More recently, Lindberg has performed with his trio, BLOB, which also features guitarist Ted Orr and drummer Harvey Sorgen as well as occasional guests, Earphonious Swamphony with guest Ralph Carney in 2009 being a prime example. Lindberg has also performed and recorded with Tripolar, with saxophonist Don Davis and drummer Kevin Norton ((a)live at Roulette, NYC, in 2011), and the genre-busting trio JazzHopRevolution, with lyricist/hip hop artist Rahman Jamal and drummer Tani Tabbal (The Sound of Truth in 2007). Currently, his duo with cellist Anil Eraslan is a vital endeavor (Juggling Kukla in 2015), as is Lindberg´s ongoing work on his Solo Double Bass Compendium and Collected Writings.

In recent years, Lindberg has also been part of groups led by Karl Berger (Stillpoint in 2001/02), Susie Ibarra (Flower After Flower in 2000), Kevin Norton (Intuitive Structures in 2002 and Time-Space Modulator in 2004) and Roswell Rudd (The Incredible Honk in 2011), among others.

Beginning in 2005, Lindberg has been a member of various ensembles of Wadada Leo Smith, most notably the Great Lakes Quartet, (The Great Lakes Suites, TUM CD 041-2, in 2012), the Golden Quartet, Organic and the Silver Orchestra (Lake Biwa in 2004, Tabligh in 2005, Spiritual Dimensions in 2008 and Heart´s Reflections in 2010). He was also featured on Smith´s recent recordings of extended compositions (Ten Freedom Summers in 2011 and Occupy The World, TUM CD 037-2, in 2012).

Lindberg has composed more than 150 pieces, including a number of extended works that have been commissioned by a variety of ensembles and organizations, such as the New York Chamber Ensemble, the Pittsburgh New Music Ensemble, WDR Radio, The Arts Council of Orange County, Leonardo String Quartet, Bermuda Triangle and Wiener Musik Galerie.

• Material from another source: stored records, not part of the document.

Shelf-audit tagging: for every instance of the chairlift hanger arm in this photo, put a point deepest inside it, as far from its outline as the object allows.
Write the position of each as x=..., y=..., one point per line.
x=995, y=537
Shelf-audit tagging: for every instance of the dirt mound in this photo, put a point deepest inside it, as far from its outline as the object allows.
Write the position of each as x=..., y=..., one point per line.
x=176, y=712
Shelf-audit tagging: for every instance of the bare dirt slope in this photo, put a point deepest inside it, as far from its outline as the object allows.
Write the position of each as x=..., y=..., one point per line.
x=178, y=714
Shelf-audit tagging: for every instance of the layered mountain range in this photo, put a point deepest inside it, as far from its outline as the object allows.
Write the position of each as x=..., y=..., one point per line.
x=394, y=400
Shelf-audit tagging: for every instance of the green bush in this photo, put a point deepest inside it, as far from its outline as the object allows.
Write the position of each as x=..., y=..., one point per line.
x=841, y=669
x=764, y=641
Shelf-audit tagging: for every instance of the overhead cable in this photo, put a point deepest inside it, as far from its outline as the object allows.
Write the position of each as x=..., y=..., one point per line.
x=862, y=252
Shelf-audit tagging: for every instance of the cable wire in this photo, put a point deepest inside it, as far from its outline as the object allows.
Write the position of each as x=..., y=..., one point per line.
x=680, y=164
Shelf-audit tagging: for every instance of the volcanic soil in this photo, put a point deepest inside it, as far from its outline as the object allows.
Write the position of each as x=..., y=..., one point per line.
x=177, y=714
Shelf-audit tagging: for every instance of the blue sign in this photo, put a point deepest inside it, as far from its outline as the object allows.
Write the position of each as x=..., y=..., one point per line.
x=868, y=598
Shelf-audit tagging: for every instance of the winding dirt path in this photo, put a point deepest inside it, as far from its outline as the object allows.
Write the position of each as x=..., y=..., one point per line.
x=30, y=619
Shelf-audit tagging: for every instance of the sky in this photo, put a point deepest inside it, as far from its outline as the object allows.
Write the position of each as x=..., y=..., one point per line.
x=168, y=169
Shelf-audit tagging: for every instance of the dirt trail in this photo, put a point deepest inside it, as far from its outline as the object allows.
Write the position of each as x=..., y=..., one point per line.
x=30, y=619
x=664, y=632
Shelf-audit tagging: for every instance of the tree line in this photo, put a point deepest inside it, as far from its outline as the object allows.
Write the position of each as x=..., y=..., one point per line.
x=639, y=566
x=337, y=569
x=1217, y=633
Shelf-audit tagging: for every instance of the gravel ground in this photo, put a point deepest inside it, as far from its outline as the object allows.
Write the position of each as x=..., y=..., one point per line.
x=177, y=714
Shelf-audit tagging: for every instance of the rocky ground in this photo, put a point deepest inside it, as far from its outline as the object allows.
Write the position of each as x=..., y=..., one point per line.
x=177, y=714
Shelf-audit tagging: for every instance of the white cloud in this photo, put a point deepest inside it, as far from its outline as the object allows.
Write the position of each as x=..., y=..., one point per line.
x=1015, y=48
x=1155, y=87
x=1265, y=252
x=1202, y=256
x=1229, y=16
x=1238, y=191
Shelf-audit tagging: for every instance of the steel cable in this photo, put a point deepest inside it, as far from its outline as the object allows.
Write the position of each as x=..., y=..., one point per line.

He has also long been active in music education.

Awards and fellowships in support of Lindberg´s work include those from the National Endowment for the Arts, New York Foundation for the Arts, Chamber Music America, ASCAP, Arts International, Aaron Copland Fund for Music, Cary Charitable Trust, New York State Council on the Arts, MidAtlantic Arts Foundation, Meet the Composer, and a Diploma de Honor from Gobernacion Cordillera, Chile.

Of late, John´s disparate extra-musical activities - which include a stint as a community rescue squad ambulance driver, and serving as general contractor for a cabin built with carpenter friends in South Dakota - have significantly informed his work as a composer and musician.